The current constitution, adopted in 1976 during the Cold War and amended
three times since, calls the party the country’s guiding political force -
a definition that Castro has said will not change in the rewrite.

“As I said when I took this office last April 19, comrade and army general
Raul Castro Ruz will lead the major decisions on the present and future of
the nation,” Diaz-Canel told the national assembly, which was holding an
extraordinary session outside its usual twice-yearly July and December
meets.

“Correspondingly, the Council of State proposes that it is he who presides
this commission.”
Cuba's President Miguel Diaz-Canel is seen during the extraordinary session
of the Cuba's National Assembly in Havana, Cuba, June 2, 2018. Irene
Perez/Courtesy of Cubadebate/Handout via Reuters.

The new constitution is expected to include age and term limits for
political leaders proposed by Castro and to reflect other changes in
society like broader rights for the gay and lesbian community.

“What is coming is an “update” of Cuba’s constitution, not the prologue to
a “transition” or an otherwise dramatic break,” said Michael Bustamante, an
assistant professor of Latin American history at Florida International
University.

Castro, the brother of former leader Fidel Castro, first announced the need
for a new constitution in 2011 after embarking on a series of reforms
cautiously opening up the economy to foreign investment and the private
sector in order to make Cuban socialism sustainable.
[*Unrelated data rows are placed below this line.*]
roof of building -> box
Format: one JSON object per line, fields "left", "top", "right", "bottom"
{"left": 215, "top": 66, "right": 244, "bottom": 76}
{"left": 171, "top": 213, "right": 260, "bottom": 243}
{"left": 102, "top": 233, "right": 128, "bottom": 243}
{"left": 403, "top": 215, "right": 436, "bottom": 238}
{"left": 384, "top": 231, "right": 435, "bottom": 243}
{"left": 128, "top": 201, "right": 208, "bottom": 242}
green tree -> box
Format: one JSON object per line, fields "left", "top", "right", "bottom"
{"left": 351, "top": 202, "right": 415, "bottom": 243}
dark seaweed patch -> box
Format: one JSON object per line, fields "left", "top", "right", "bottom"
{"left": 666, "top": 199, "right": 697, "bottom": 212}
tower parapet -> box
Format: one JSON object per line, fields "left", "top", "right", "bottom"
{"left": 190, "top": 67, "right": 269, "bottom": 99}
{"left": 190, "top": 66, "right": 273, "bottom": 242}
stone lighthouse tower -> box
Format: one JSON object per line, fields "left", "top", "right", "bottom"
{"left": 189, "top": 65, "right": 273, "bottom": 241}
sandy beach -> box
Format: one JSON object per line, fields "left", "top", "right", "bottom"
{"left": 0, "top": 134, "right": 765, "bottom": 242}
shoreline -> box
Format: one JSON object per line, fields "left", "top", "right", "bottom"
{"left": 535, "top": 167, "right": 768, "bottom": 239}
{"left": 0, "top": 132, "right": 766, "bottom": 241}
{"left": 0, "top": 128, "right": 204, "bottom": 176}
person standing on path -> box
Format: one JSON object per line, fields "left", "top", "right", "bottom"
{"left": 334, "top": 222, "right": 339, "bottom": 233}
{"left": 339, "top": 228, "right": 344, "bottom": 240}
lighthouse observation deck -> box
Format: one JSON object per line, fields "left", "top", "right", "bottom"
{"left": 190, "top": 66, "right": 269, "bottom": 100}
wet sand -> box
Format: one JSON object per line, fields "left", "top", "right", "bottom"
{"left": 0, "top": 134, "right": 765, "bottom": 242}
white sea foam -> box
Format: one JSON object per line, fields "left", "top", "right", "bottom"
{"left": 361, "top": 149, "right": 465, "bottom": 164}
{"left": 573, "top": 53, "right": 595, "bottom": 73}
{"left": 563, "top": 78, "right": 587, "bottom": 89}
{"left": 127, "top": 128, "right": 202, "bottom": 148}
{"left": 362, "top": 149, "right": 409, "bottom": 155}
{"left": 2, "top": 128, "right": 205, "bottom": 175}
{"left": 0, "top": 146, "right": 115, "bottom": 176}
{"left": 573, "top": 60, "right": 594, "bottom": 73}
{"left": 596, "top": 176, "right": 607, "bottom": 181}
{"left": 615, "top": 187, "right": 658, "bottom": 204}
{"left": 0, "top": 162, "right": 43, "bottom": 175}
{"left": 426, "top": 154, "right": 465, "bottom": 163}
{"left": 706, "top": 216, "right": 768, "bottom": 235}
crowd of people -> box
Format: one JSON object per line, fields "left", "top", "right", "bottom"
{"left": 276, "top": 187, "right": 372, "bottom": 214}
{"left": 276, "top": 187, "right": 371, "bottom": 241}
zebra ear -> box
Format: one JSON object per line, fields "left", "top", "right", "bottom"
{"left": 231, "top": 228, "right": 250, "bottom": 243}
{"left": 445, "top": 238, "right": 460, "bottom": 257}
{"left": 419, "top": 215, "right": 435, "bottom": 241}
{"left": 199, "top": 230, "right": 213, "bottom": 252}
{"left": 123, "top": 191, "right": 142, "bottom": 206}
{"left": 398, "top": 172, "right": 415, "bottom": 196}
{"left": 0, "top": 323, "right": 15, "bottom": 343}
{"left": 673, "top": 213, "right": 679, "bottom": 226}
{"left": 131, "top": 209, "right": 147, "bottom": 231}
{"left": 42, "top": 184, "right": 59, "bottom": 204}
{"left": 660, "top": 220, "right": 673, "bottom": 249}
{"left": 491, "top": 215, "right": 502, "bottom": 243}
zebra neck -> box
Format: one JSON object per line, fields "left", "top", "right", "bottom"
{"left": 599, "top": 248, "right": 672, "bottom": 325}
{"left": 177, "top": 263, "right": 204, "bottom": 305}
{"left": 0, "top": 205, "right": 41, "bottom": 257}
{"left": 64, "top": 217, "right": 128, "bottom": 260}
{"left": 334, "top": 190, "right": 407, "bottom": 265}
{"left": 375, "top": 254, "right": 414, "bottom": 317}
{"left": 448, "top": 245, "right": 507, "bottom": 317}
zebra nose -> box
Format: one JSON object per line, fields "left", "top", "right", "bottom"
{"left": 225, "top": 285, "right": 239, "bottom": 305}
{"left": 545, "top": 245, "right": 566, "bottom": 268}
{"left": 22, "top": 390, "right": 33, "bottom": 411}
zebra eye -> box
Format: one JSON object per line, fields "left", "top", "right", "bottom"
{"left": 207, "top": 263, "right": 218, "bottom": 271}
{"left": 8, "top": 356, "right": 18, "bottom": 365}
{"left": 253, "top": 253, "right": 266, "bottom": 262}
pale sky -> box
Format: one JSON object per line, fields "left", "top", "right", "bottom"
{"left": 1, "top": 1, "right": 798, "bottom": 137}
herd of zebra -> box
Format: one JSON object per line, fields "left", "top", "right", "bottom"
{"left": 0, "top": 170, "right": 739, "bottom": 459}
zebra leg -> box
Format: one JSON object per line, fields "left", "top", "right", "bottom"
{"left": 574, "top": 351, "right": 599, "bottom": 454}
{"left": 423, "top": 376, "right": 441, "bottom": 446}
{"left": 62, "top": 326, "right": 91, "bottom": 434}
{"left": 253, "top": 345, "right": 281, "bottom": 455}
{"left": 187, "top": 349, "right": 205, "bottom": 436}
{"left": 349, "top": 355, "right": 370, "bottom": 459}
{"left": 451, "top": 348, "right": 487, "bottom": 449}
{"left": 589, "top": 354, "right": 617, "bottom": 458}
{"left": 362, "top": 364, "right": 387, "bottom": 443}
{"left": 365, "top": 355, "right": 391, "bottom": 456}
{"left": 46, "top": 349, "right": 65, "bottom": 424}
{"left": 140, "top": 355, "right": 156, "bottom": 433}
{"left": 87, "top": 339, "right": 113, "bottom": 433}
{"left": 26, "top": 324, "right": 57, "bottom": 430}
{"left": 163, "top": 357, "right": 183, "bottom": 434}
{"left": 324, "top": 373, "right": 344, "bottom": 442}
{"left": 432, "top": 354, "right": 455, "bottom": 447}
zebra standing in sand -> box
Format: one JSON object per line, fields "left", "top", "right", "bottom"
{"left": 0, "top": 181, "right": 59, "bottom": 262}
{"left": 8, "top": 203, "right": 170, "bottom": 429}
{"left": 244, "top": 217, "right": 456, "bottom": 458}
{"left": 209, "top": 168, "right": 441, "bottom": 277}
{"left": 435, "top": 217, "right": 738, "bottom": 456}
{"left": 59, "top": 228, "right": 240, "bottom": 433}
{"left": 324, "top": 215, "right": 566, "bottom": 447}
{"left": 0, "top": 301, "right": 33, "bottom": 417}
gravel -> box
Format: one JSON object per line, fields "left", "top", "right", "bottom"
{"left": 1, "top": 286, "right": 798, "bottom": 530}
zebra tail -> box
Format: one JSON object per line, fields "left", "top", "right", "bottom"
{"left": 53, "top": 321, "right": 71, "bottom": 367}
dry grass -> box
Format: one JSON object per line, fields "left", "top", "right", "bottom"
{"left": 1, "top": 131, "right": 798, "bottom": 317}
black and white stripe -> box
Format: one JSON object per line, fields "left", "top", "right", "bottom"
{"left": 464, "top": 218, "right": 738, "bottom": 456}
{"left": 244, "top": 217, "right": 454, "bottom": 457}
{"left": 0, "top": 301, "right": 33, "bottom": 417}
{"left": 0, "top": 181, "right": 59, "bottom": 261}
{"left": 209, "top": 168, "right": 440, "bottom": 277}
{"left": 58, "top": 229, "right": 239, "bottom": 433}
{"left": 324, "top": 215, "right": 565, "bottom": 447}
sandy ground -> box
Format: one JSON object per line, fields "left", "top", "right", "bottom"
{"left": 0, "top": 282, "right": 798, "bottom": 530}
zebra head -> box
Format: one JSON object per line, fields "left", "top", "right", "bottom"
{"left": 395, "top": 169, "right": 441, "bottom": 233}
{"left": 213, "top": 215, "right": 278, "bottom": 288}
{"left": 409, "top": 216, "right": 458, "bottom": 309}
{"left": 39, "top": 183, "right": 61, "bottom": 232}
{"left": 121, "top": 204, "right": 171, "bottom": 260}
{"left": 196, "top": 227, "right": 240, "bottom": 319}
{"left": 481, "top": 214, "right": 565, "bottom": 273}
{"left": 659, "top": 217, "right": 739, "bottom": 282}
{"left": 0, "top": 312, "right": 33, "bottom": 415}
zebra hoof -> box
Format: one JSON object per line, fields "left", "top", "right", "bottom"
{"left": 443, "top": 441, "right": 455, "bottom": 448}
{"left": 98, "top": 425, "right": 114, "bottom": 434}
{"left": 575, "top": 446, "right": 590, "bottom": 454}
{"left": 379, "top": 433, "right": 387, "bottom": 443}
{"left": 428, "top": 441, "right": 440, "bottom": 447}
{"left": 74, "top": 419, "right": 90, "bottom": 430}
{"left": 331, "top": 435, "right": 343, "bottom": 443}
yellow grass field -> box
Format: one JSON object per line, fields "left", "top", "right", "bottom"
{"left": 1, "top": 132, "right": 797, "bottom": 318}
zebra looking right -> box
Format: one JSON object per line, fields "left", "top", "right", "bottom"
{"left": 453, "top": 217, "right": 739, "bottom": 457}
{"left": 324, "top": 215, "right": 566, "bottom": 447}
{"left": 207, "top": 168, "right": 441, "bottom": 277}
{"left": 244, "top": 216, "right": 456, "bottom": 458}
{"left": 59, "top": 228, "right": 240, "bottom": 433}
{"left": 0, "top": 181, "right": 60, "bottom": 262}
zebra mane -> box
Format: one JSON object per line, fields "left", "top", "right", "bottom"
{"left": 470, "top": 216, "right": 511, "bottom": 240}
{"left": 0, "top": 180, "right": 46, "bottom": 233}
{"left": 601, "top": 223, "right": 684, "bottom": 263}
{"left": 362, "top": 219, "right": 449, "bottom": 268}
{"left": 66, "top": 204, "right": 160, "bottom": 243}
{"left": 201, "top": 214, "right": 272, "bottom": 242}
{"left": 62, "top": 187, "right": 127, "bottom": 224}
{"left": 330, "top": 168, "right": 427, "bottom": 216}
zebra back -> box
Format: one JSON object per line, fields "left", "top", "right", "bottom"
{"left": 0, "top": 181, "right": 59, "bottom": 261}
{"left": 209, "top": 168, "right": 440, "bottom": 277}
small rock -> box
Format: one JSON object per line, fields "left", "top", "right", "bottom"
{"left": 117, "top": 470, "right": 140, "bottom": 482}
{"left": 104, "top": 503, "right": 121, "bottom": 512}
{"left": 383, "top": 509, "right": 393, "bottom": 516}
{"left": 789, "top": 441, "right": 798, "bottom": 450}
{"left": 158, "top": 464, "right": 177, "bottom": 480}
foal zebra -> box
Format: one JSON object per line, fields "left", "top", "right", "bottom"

Some clauses in the current constitution, such as one forbidding Cubans
from “obtaining income that comes from exploiting the work of others,” are
at odds with those changes.

“Cuba has to make substantial changes to the constitution that endorse
private property, self employment and cooperatives as part of the Cuban
economy,” said Julio Perez, a political analyst and former news editor at
state-run Radio Habana.

The former president’s daughter, Mariela Castro, director of the Center of
Sexual Education, said in May she is campaigning for it to acknowledge
same-sex marriage.
Slideshow (6 Images)

The assembly unanimously approved the Council of State’s proposals for the
33-member commission, that included party number two and oldguard
revolutionary Jose Ramon Machado Ventura, 87. Diaz-Canel will be deputy
head of the commission for rewriting the constitution.

Once the constitutional draft is ready, it is slated to be discussed first
by the parliament and then by the broader population, before being
submitted to a referendum.

Separately at the assembly session, Cuba’s government delivered a positive
report on a pilot project in the Artemisa and Mayabeque provinces for
reform of local government to make it more responsive and state business
more efficient.

The assembly passed a motion formally extending that experiment throughout
the country, creating the position of vice president within provincial
assemblies.

Under the old structure the presidents of the provincial governments were
responsible for attending to services such as housing and welfare, garbage
collection and taxes and the numerous businesses such as eateries that they
run.

The new structure, which was implemented earlier this year, has the
president attending to services and popular complaints about them, and the
vice president taking care of business.